# bluefish



## floridaface (Nov 16, 2009)

i forgot to mention blues in my first question. someone please tell me where they at? i caught one at the boardwalk with my 8ft castnet lastnight but i know that was luck


----------



## konz (Oct 1, 2007)

We've caught a couple recently off Bob Sykes bridge. About 20" a piece........using cut bait under the bridge.


----------



## jcooper85 (Jul 23, 2009)

I went out to navarre beach just before you get out to opal beach. Caught several blues about 30-45 min. before dark on fri. afternoon. Sat. morning caught a couple more right at day break. Once the sun was up over the horizon the bluefish action stopped for me. Caught them on a Tsunami lure 4" sinking zig-rig1 1/2 ounce, similar to a gotcha (red and silver). The last blue I caught on friday evening spit out about an 6" piece of lady fish along with 2 other bait fish.


----------



## Baitcaster (Oct 4, 2007)

man, i got to get to the water !


----------



## floridaface (Nov 16, 2009)

thanks guys


----------



## deviantek (Dec 8, 2009)

Hah, so that's what I caught! Was out fishing for redfish down at NAS tonight (8pm) using a red/white spinner bait designed for Redfish and hit a bluefish tearing through a school of bait fish right off the shore. I couldn't remember what redfish looked like and automatically assumed it was a red... after google image searching, sure it enough it wasn't a red but instead a bluefish... It fought like a son of a...
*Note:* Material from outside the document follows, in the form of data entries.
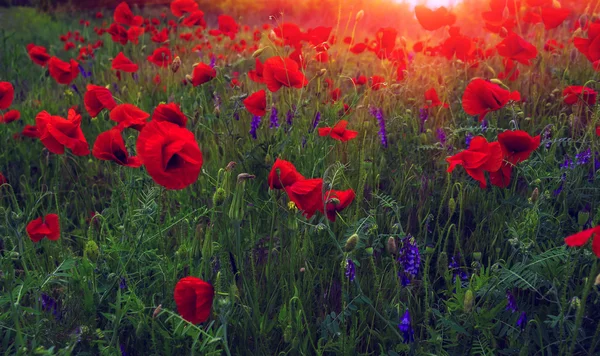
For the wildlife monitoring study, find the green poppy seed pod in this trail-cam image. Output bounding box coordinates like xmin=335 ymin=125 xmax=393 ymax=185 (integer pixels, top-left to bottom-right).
xmin=344 ymin=234 xmax=359 ymax=252
xmin=577 ymin=211 xmax=590 ymax=226
xmin=448 ymin=197 xmax=456 ymax=218
xmin=531 ymin=188 xmax=540 ymax=203
xmin=252 ymin=47 xmax=267 ymax=58
xmin=354 ymin=10 xmax=365 ymax=22
xmin=213 ymin=187 xmax=227 ymax=206
xmin=463 ymin=289 xmax=475 ymax=313
xmin=83 ymin=240 xmax=100 ymax=262
xmin=437 ymin=252 xmax=448 ymax=274
xmin=171 ymin=56 xmax=181 ymax=73
xmin=385 ymin=236 xmax=398 ymax=255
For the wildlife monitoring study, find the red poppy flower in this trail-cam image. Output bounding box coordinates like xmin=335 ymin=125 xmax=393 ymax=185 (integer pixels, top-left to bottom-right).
xmin=83 ymin=84 xmax=117 ymax=117
xmin=244 ymin=90 xmax=267 ymax=116
xmin=27 ymin=43 xmax=51 ymax=67
xmin=92 ymin=128 xmax=142 ymax=168
xmin=425 ymin=88 xmax=450 ymax=109
xmin=137 ymin=121 xmax=202 ymax=189
xmin=106 ymin=22 xmax=129 ymax=46
xmin=112 ymin=52 xmax=139 ymax=73
xmin=285 ymin=178 xmax=323 ymax=219
xmin=192 ymin=63 xmax=217 ymax=87
xmin=148 ymin=47 xmax=172 ymax=68
xmin=263 ymin=57 xmax=308 ymax=92
xmin=110 ymin=104 xmax=150 ymax=131
xmin=415 ymin=5 xmax=456 ymax=31
xmin=171 ymin=0 xmax=198 ymax=17
xmin=248 ymin=58 xmax=264 ymax=83
xmin=565 ymin=226 xmax=600 ymax=258
xmin=174 ymin=277 xmax=215 ymax=324
xmin=319 ymin=120 xmax=358 ymax=142
xmin=268 ymin=158 xmax=304 ymax=189
xmin=563 ymin=85 xmax=598 ymax=106
xmin=325 ymin=189 xmax=356 ymax=222
xmin=0 ymin=110 xmax=21 ymax=124
xmin=490 ymin=162 xmax=512 ymax=188
xmin=496 ymin=32 xmax=537 ymax=65
xmin=573 ymin=22 xmax=600 ymax=70
xmin=48 ymin=57 xmax=79 ymax=85
xmin=542 ymin=7 xmax=571 ymax=30
xmin=181 ymin=10 xmax=206 ymax=28
xmin=446 ymin=136 xmax=503 ymax=188
xmin=498 ymin=130 xmax=540 ymax=165
xmin=370 ymin=75 xmax=386 ymax=91
xmin=462 ymin=78 xmax=521 ymax=121
xmin=21 ymin=125 xmax=40 ymax=138
xmin=217 ymin=15 xmax=240 ymax=40
xmin=127 ymin=26 xmax=144 ymax=44
xmin=114 ymin=1 xmax=144 ymax=26
xmin=152 ymin=103 xmax=187 ymax=127
xmin=0 ymin=82 xmax=15 ymax=110
xmin=25 ymin=214 xmax=60 ymax=242
xmin=35 ymin=109 xmax=90 ymax=156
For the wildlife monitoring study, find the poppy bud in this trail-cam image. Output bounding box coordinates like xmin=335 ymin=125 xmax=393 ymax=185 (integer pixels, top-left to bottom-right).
xmin=171 ymin=56 xmax=181 ymax=73
xmin=577 ymin=211 xmax=590 ymax=226
xmin=83 ymin=240 xmax=100 ymax=262
xmin=463 ymin=289 xmax=475 ymax=313
xmin=225 ymin=161 xmax=237 ymax=172
xmin=569 ymin=48 xmax=577 ymax=62
xmin=385 ymin=236 xmax=398 ymax=255
xmin=579 ymin=14 xmax=588 ymax=28
xmin=354 ymin=10 xmax=365 ymax=22
xmin=152 ymin=304 xmax=162 ymax=319
xmin=252 ymin=47 xmax=267 ymax=58
xmin=531 ymin=188 xmax=540 ymax=203
xmin=213 ymin=187 xmax=227 ymax=206
xmin=448 ymin=197 xmax=456 ymax=218
xmin=344 ymin=234 xmax=359 ymax=252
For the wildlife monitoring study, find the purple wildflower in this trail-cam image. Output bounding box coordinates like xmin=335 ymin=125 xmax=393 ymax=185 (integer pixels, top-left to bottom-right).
xmin=309 ymin=111 xmax=321 ymax=132
xmin=398 ymin=235 xmax=421 ymax=287
xmin=575 ymin=148 xmax=592 ymax=165
xmin=398 ymin=309 xmax=415 ymax=344
xmin=250 ymin=115 xmax=260 ymax=140
xmin=465 ymin=132 xmax=473 ymax=148
xmin=346 ymin=259 xmax=356 ymax=282
xmin=419 ymin=108 xmax=429 ymax=133
xmin=517 ymin=312 xmax=527 ymax=331
xmin=506 ymin=289 xmax=519 ymax=313
xmin=269 ymin=105 xmax=279 ymax=129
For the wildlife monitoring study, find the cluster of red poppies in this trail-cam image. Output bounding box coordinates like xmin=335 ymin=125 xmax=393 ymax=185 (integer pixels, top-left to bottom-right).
xmin=268 ymin=159 xmax=356 ymax=221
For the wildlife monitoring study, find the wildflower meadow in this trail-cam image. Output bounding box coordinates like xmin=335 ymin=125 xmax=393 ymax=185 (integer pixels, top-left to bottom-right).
xmin=0 ymin=0 xmax=600 ymax=356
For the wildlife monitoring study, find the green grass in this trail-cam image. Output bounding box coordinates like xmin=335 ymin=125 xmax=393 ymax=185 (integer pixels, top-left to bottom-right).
xmin=0 ymin=3 xmax=600 ymax=355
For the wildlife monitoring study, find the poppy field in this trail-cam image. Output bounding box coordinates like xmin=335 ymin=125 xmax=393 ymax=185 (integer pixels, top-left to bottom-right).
xmin=0 ymin=0 xmax=600 ymax=356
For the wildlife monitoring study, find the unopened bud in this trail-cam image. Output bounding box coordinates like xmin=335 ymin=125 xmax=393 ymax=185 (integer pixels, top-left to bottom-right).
xmin=344 ymin=234 xmax=359 ymax=252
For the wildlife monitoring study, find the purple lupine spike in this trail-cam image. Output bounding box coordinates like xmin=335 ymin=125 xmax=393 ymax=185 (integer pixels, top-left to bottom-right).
xmin=398 ymin=235 xmax=421 ymax=287
xmin=506 ymin=289 xmax=519 ymax=313
xmin=250 ymin=115 xmax=260 ymax=140
xmin=398 ymin=309 xmax=415 ymax=344
xmin=345 ymin=259 xmax=356 ymax=282
xmin=419 ymin=108 xmax=429 ymax=133
xmin=269 ymin=105 xmax=279 ymax=129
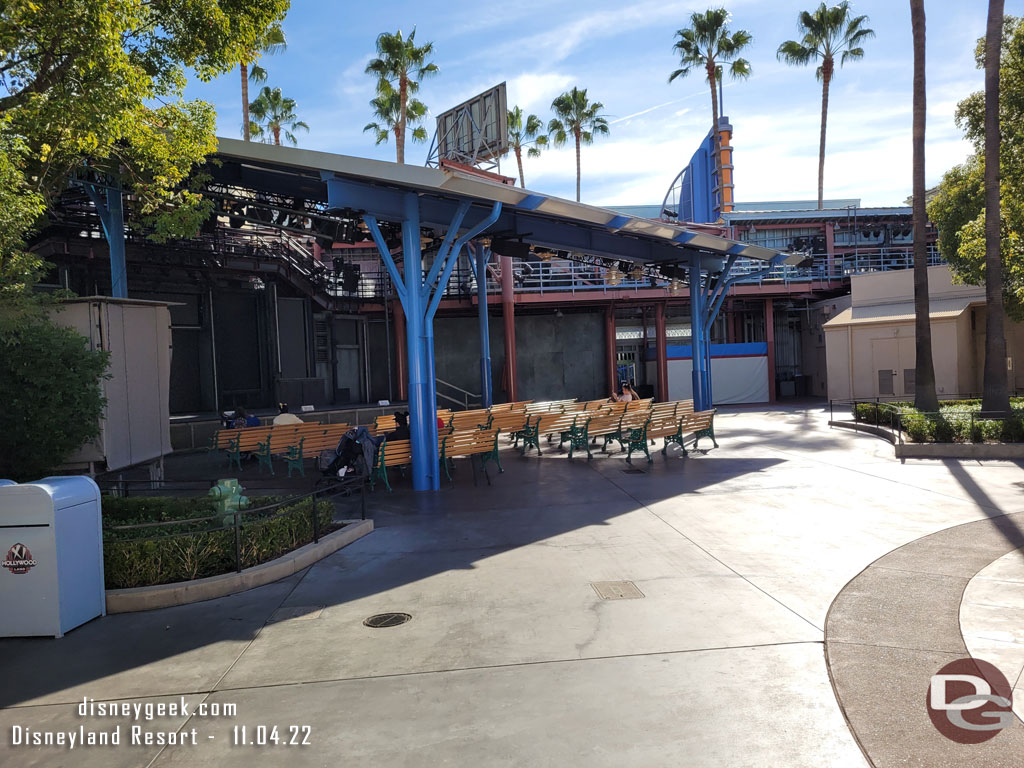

The blue was probably 5lbs. 



Has anyone done much fishing down @ NAS? I was in the spot where it seems like the coast guard has there boats tied up. Other then that bluefish, there wasn't much action on a spinner at 8-12pm at night (probably should be using live bait @ at the bottom). 



A few military buddies and mysellf are just wandering around looking to catch anything that bites. 



Anyone have any worthy suggestions for a good chance at something that bites during the night hours, and doesn't involve much skill to catch? 



Thanks!


----------



## tideline_two (Oct 8, 2007)

i fished on okaloosa island pier tuesday before the storm. there was a school of blues hanging around the end of the pier right near the pilings. any time you pulled a lure thru em. they were mostly 14-16 inches long.


----------



## floridaface (Nov 16, 2009)

about nas, theres lots of reds and flounder out there, other people talk about sheepheads and stuff but i havent seen anyone catch em myself. for flounder, use jig heads with berkley gulp or live bait ( shrimp,minnows, or finger mullet) and bounce it around the bottom right around the wall. when it gets tight, DO NOT yank it right away. give it a sec to suck it in then snag em and bag em. for reds, just throw out something alive or cut up fish, keep it on the bottom tho. use atleast an once of wieght and 12-25 lbs test aleast. feel free to go over 25 if u dont have much skill hehe. i jus use the super cheap 12lbs test from walmart. but ive got years in redfish. throw ur red bait in the channel.



fiddler crabs for sheephead but good luck with those.


----------